In a proof-of-principle study published earlier this month in Nature Medicine, Landau's team showed that MRDetect allowed dynamic tumor burden tracking and post-operative residual disease detection using ctDNA in blood samples from lung adenocarcinoma, colorectal cancer (CRC), and melanoma patients. Clinical sensitivities ranged from 40 to 90 percent while clinical specificities ranged from 92 to 98 percent depending on the cancer type, the amount of copy number alterations, and cancer stage.

By increasing the number of detected single nucleotide variants across the patient's genome, the researchers found that the assay could minimize sampling limitations while predicting tumor frequency in cancer patients as a function of detected sites, mutation load, and sequencing coverage depth using a patient's blood sample.

"Although further validation in large cohort studies is required, these proof-of-principle data highlight the potential of MRDetect to deliver precision stratification of patients for adjuvant therapy, and more broadly, to address the unmet need of informing the complex residual disease therapy decision-making," the study authors noted.

Asaf Zviran, CEO of C2i and first author on the study, noted that the team encountered problems with suppressing background noise and reducing the effects of sequencing errors. Zviran, Landau, and their colleagues therefore developed a method for curbing the effects of these issues while maximizing the platform's clinical sensitivity and specificity.

In light of the study's results, Zviran noted that the team is now building an extensive clinical network of undisclosed US and international cancer centers and launching retrospective and prospective trials on multiple cohorts of cancer patients. The team believes C2i will have access to thousands of plasma samples — potential indications may include lung, colon, bladder, and breast cancers — ­­­­­­­­­­­­ from international biobanks to help accelerate commercialization of the MRDetect platform for monitoring cancer recurrence.  

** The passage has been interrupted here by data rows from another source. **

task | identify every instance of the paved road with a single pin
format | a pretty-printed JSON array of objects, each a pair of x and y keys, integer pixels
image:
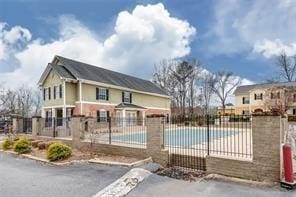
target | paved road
[
  {"x": 26, "y": 178},
  {"x": 166, "y": 187}
]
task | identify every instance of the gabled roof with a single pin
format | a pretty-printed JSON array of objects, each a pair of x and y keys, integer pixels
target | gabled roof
[
  {"x": 71, "y": 69},
  {"x": 246, "y": 89}
]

"One of the huge advantages of using WGS is that there's a very rich dataset," Zviran said. "We've used point mutations, copy number variations, and deletions before, but there are other features not described in the manuscript that can be utilized."

Zviran highlighted that C2i plans to potentially include additional genetic features and improve suppression to remove background noise, thereby improving the platform's signal-to-noise ratio and increasing clinical sensitivity.

C2i has also partnered with California-based Genomic Testing Cooperative to perform clinical validation studies, results from which Zviran anticipates releasing in early 2021.

As part of the licensing agreement with the NYGC and Weill Cornell, C2i has filed two patents related to MRDetect with the US Patent and Trademark Office.

C2i expects to initially launch a commercial assay for monitoring cancer recurrence in the US and is working with advisors at the US Food and Drug Administration to decide the best regulatory pathway. Zviran also noted that the firm is currently determining its commercial strategy for Europe and other international markets. The company is also still deciding which cancer type it will initially target.

"In principle, [MRDetect] is cancer-agnostic, but we will need to look at it in a case-by-case situation," Zviran noted. "Some of the [cancers] are obvious from the manuscript, [such as] lung and colon cancer, but we'll consider other applications that can be explored with this technology."

While comparing C2i's technology to Natera's and Archer Dx's cell-free MRD assays, Zviran argued that MRDetect is a tumor-informed method that is personalized for each individual. Believing that every cancer patient has a different tumor signature or "fingerprint," the team aims to use the unique signal as much as possible while developing the personalized MRD assay for different cancers.

"If you look at clinical oncology today, across solid cancers, [cancer recurrence] information is missing in a lot of clinical decisions we're making," Landau noted. "The MRD challenge is one we take seriously and is a challenge that we believe [our technology] has substantial potential to make an impact on patient care."